Conditional models of vocabulary growth with two level‐2 predictors

Table 3 presents models examining the combined effects of the three predictors with significant effects in the single predictor models. In Model 5, the effects of maternal education on the linear growth parameter approached significance (p = .078), and diminutives had effects on the linear (p = .029) and quadratic (p = .013) growth parameters. In Model 6, education showed effects on the linear (p = .039) and quadratic (p = .025) growth parameters, and reduplication also had effects on the linear (p = .039) and quadratic (p = .019) growth parameters. Taken together, these results indicate that the proportions of diminutives and reduplication in the lexical input predict vocabulary growth even when the effects of maternal education are taken into account. In the final model (Model 7), we explored the independent effects of diminutives and reduplication on vocabulary size change. Because diminutives and reduplication were correlated (see Table 1), we residualized the measure of diminutives against the measure of reduplication to avoid collinearity. Residualized diminutives had effects on the quadratic parameter (p = .048) and reduplication had effects on both the linear (p = .029) and quadratic (p = .013) parameters. This model shows that diminutives and reduplication make independent contributions to the growth of vocabulary size.

Table 3

Two‐factor conditional models of vocabulary size (all CDI words) with maternal education and diminutives (Model 5), maternal education and reduplication (Model 6), and diminutives and reduplication (Model 7)

	Model 5	Model 6	Model 7
Level 1
Intercept	19.89** (6.64)	21.60** (6.41)	21.57** (6.45)
Age	14.32*** (1.28)	14.66*** (1.23)	14.65*** (1.24)
Age2	1.86*** (0.12)	1.86*** (0.12)	1.86*** (0.12)
Level 2
Maternal education	6.63 (6.96)	6.46 (7.16)
Maternal education × Age	2.41† (1.34)	2.92* (1.37)
Maternal education × Age2	0.21 (0.13)	0.31* (0.14)
Diminutives	6.35 (6.84)		5.75 (8.32)
Diminutives × Age	2.97* (1.32)		2.82† (1.60)
Diminutives × Age2	0.32* (0.13)		0.31* (0.16)
Reduplication		6.41 (7.27)	6.23 (6.48)
Reduplication × Age		2.96* (1.40)	2.82* (1.25)
Reduplication × Age2		0.32* (0.14)	0.31* (0.12)
Deviance	1427.4*	1427.7*	1429.9*

Notes. † p < .1, *p < .05, **p < .01, ***p < .001. Proportion of diminutives is residualized against reduplication in Model 7. Deviance significance levels are based on comparison to the unconditional model (Model 1).
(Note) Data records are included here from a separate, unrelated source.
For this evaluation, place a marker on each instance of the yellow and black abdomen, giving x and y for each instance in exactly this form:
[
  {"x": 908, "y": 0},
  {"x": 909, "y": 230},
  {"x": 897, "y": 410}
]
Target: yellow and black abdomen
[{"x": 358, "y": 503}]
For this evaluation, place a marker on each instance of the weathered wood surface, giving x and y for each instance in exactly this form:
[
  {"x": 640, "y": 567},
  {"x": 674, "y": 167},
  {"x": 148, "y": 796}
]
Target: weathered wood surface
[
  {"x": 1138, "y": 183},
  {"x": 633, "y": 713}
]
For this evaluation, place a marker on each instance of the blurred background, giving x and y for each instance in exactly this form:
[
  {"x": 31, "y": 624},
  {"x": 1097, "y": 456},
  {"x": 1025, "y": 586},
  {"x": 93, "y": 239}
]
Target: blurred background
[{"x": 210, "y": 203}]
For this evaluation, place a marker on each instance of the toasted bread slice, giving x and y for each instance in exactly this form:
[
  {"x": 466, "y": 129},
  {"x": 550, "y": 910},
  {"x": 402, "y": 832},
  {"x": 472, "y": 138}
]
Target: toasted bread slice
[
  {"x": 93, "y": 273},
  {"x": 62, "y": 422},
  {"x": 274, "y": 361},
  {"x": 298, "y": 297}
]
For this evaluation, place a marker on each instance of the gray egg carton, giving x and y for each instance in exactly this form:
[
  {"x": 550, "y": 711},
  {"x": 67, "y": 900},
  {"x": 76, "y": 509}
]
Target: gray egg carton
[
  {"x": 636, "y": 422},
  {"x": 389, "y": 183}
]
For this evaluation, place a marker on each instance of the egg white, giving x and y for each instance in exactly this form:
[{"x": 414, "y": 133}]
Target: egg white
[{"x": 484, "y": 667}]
Growth models of vocabulary without baby‐talk features

The analysis presented above was based on estimates of the overall vocabulary size using all the words in the CDI reports. Among the words included in the vocabulary counts are items that carry the baby‐talk features used as predictors (i.e., onomatopoeia, diminutives, and reduplication). This means that the correlations we found between input features and vocabulary growth are partly due to lexical items included in both the predictors and the dependent variable in the models. For example, infants who hear more reduplicated words (e.g., choo‐choo, daddy, teeny‐weeny) may display faster increase in overall vocabulary size because these words themselves are more likely to be learned than nonreduplicated words. However, our hypothesis was that the effects of IDS‐specific lexical features in the input should extend beyond the acquisition of the very words that have those features and apply indirectly to other words, because learning baby‐talk (‐like) words should bootstrap vocabulary development in general. In order to test this particular aspect of our hypothesis, we reran the analysis using estimates of vocabulary without including words that have onomatopoeia, diminutives, or reduplication. Accordingly, our vocabulary size count in the analysis below excluded all words in the CDI category ‘Sounds’ (e.g., choo‐choo, moo, quack) except the words uhoh and ouch, and all words matching our definitions of diminutives and reduplication described above (e.g., froggie, baby, night‐night, clap‐clap, tick‐tock). The specific words excluded from this analysis are indicated in the word list in the Supplementary Materials (S3).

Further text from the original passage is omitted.